GPSF 2023.1 provides a health endpoint at /api/v1/health. Add a pre-flight check:

def check_api_health(self):
    try:
        response = self.call_api('/api/v1/health', method='GET')
        if response.get('status') != 'healthy':
            raise HealthCheckFailed(f"API unhealthy: {response.get('message')}")
        return True
    except Exception as e:
        logging.error(f"Health check failed: {str(e)}")
        return False

def run_production_optimization(self):
    # Check health before expensive operations
    if not self.check_api_health():
        logging.warning("Skipping job - API health check failed")
        return

    # Proceed with optimization...

Complete Integration Example:

Here’s how it all works together in your Jenkins job:

# production_scheduler_job.py
from gpsf_token_manager import GPSFTokenManager
from api_error_handler import GPSFApiClient
import logging

def main():
    # Initialize token manager
    token_mgr = GPSFTokenManager(
        client_id=os.getenv('GPSF_CLIENT_ID'),
        client_secret=os.getenv('GPSF_CLIENT_SECRET'),
        token_url='https://gpsf.company.com/oauth/token'
    )

    # Initialize API client with error handling
    api_client = GPSFApiClient(token_mgr)
    api_client.base_url = 'https://gpsf.company.com'

    try:
        # Health check
        if not api_client.check_api_health():
            send_alert("GPSF API health check failed - job skipped")
            return

        # Get current schedule (token auto-refreshed if needed)
        schedule = api_client.call_api('/api/v1/production/schedule/current')

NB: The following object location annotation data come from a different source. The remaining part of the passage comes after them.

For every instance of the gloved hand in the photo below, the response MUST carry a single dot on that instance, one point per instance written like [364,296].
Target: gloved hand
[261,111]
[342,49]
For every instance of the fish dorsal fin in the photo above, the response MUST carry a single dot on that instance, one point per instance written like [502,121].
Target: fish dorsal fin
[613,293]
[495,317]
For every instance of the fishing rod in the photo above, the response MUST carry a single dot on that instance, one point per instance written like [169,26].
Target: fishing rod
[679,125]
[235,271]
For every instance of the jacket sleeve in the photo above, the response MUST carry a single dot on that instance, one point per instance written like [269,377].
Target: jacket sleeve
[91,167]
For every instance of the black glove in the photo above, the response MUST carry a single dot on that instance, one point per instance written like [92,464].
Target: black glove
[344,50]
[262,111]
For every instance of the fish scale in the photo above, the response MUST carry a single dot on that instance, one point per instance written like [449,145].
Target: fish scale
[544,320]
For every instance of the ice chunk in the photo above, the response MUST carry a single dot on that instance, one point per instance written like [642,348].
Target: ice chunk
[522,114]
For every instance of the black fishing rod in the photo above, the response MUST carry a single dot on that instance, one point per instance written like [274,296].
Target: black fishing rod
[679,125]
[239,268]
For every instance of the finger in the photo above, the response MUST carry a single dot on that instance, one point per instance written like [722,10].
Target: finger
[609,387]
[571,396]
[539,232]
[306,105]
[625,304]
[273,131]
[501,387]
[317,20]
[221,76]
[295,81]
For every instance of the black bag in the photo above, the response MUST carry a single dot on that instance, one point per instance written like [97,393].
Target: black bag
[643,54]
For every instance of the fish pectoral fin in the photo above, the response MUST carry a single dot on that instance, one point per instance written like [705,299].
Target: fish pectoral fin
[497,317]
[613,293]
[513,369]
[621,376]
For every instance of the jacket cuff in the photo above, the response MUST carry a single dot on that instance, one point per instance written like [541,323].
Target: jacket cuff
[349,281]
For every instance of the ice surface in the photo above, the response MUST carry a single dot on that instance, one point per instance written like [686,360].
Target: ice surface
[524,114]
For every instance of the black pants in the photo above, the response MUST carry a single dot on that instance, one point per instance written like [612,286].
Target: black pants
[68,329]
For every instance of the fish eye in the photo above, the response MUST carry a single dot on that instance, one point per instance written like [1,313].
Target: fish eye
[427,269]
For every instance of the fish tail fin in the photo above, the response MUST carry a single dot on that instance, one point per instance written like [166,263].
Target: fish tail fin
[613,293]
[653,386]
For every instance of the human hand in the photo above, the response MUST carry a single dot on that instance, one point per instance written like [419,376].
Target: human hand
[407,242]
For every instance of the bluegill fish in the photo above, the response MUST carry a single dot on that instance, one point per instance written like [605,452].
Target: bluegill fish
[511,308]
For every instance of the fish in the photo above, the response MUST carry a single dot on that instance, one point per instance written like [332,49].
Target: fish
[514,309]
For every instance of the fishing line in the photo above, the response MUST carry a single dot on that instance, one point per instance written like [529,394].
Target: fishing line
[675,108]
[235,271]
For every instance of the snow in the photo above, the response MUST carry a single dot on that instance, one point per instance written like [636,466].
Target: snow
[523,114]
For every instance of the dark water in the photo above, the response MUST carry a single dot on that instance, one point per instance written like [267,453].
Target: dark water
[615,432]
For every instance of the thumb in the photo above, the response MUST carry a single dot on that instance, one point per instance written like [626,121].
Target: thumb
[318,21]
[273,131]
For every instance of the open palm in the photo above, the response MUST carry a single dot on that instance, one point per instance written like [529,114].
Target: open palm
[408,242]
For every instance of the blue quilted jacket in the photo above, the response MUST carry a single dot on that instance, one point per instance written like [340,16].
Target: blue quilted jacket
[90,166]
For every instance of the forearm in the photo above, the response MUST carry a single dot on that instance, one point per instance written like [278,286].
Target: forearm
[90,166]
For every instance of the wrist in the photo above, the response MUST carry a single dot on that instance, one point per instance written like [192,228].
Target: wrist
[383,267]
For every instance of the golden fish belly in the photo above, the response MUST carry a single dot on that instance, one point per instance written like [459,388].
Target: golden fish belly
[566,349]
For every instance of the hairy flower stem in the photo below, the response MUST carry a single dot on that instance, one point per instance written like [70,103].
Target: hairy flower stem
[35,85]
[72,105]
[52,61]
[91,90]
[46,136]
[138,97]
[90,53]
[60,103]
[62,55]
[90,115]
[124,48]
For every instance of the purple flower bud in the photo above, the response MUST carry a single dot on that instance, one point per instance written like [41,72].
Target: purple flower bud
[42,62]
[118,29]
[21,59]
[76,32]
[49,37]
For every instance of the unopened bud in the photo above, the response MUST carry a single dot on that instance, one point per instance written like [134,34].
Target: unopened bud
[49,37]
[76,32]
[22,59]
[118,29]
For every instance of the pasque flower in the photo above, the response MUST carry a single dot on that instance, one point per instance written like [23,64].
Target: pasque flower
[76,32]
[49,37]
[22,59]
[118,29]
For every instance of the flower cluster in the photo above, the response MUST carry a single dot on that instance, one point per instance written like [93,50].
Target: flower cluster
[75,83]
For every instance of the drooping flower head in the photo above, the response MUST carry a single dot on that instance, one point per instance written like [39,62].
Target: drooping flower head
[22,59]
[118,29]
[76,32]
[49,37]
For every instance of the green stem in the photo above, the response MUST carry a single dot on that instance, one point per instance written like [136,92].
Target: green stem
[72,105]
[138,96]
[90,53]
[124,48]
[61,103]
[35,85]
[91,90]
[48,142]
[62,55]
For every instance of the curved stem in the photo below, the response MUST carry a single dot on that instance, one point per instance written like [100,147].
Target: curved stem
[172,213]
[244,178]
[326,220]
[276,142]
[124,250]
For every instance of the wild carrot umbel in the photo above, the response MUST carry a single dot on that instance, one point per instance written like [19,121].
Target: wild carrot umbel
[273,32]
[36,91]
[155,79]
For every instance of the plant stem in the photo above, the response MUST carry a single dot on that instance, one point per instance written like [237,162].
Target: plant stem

        # Optimize schedule
        optimized = optimize_schedule(schedule)

        # Update schedule
        result = api_client.call_api(
            '/api/v1/production/schedule/update',
            method='POST',
            data=optimized
        )

        logging.info(f"Schedule updated: {result['scheduleId']}")

    except AuthenticationError as e:
        send_alert(f"Authentication failed: {e}")
    except ServerError as e:
        send_alert(f"Server error: {e}")
    except Exception as e:
        send_alert(f"Unexpected error: {e}")

if __name__ == '__main__':
    main()

Key Benefits:

  1. Automatic token refresh - Tokens refreshed 5 minutes before expiry, transparent to your jobs
  2. Persistent caching - Token survives job restarts, reduces token requests
  3. Exponential backoff - Graceful handling of temporary API outages
  4. Health checks - Prevents partial updates when API is degraded
  5. Clear error handling - Distinguishes auth failures from server errors for better alerting

Implement this pattern and your scheduled jobs will run reliably without manual token management or silent failures. The token manager handles all the complexity of OAuth token lifecycle, while the error handler ensures robust operation even when the API has issues.

Linda, that makes sense. We’re currently storing the token in a Jenkins credential store but not tracking the expiration time. Do you have an example of how to implement the pre-flight check? Our jobs are written in Python using the requests library.